[A Handbook of Health by Woods Hutchinson]@TWC D-Link bookA Handbook of Health CHAPTER XXII 5/11
Not only do they put you in better condition to study and enjoy your work in school, but they also teach you many valuable lessons as well.
Our favorite national game, base-ball, for instance, not only develops the muscles of your arms and shoulders in throwing the ball and in striking and catching it, and your lungs and heart in rushing to catch a fly or in running the bases, but also develops quickness of sight and hearing,--requires, as we say, "a good eye" for distance,--makes you learn to calculate something of the speed at which a ball is coming toward you or flying up into the air, requires you to judge correctly how far it is to the next base and how few seconds it will take to get there and whether you or the baseman can get there first.
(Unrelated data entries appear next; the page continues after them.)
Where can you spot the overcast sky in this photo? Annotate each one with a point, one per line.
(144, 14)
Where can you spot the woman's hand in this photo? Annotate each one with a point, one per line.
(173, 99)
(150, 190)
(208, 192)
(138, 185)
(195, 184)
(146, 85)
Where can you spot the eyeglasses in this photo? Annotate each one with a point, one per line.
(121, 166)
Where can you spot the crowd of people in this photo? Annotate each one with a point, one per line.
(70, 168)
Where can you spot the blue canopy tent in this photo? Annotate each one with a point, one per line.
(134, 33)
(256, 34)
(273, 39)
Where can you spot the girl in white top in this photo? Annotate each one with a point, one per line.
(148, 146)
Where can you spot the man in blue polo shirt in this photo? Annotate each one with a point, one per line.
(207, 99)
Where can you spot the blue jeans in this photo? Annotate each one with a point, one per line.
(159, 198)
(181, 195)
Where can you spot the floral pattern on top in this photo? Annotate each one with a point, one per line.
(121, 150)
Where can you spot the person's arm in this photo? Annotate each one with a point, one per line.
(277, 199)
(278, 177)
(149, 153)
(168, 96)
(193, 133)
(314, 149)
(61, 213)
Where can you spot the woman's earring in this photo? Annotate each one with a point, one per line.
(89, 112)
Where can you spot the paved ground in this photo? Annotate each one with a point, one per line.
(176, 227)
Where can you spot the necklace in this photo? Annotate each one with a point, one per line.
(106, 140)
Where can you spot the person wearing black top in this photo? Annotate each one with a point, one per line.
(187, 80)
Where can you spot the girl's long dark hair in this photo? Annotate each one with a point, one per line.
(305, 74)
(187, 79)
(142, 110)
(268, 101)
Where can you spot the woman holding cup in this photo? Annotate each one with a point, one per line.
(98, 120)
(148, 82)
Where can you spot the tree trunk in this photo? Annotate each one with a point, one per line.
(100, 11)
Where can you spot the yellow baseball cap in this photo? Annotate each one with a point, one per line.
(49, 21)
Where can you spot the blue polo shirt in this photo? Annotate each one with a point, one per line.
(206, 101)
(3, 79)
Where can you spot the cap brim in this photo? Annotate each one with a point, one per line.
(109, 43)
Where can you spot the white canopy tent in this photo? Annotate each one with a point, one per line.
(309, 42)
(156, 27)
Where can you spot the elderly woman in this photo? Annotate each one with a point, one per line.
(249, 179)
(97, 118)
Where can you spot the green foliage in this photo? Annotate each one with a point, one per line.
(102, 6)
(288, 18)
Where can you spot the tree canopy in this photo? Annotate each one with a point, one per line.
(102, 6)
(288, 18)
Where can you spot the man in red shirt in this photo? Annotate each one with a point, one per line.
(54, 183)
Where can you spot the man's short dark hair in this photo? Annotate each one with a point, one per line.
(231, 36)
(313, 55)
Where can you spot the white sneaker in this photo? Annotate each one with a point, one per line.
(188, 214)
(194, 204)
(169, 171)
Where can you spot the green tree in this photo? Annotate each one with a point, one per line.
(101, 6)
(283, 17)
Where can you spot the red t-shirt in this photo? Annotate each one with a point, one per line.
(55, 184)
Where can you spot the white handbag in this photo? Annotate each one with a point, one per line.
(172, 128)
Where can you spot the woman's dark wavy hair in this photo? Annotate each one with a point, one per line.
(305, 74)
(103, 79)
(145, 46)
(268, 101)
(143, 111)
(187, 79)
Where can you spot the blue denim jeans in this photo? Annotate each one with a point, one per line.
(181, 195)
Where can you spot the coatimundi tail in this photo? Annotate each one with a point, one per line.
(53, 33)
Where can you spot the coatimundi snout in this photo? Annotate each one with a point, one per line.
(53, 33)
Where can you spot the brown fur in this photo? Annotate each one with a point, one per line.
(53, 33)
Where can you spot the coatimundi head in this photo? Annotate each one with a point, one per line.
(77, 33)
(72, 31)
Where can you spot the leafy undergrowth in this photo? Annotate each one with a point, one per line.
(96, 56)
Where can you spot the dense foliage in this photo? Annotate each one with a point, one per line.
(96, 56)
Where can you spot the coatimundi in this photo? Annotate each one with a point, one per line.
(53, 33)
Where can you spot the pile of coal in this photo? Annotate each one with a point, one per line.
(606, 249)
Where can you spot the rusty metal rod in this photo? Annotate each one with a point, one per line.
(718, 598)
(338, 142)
More important yet, like all team games, it teaches you to work with others, to obey orders promptly, to give up your own way and do, not what you like best, but what will help the team most; to keep your temper, to bend every energy to win, but to play fair.
It also teaches you that you must begin at the beginning, take the lowest place, and gradually work yourself up; and that only by hard work and patience and determination can you make yourself worth anything to the team, to say nothing of becoming a "star" player. If you will just go at your studies the way you do at base-ball, you will make a success of them.
Make up your mind to gain a little at a time, to learn something new every day, and you will be astonished how your knowledge will mount up at the end of the year.
When you first start in a new study, it looks, as you say, "like Greek" to you.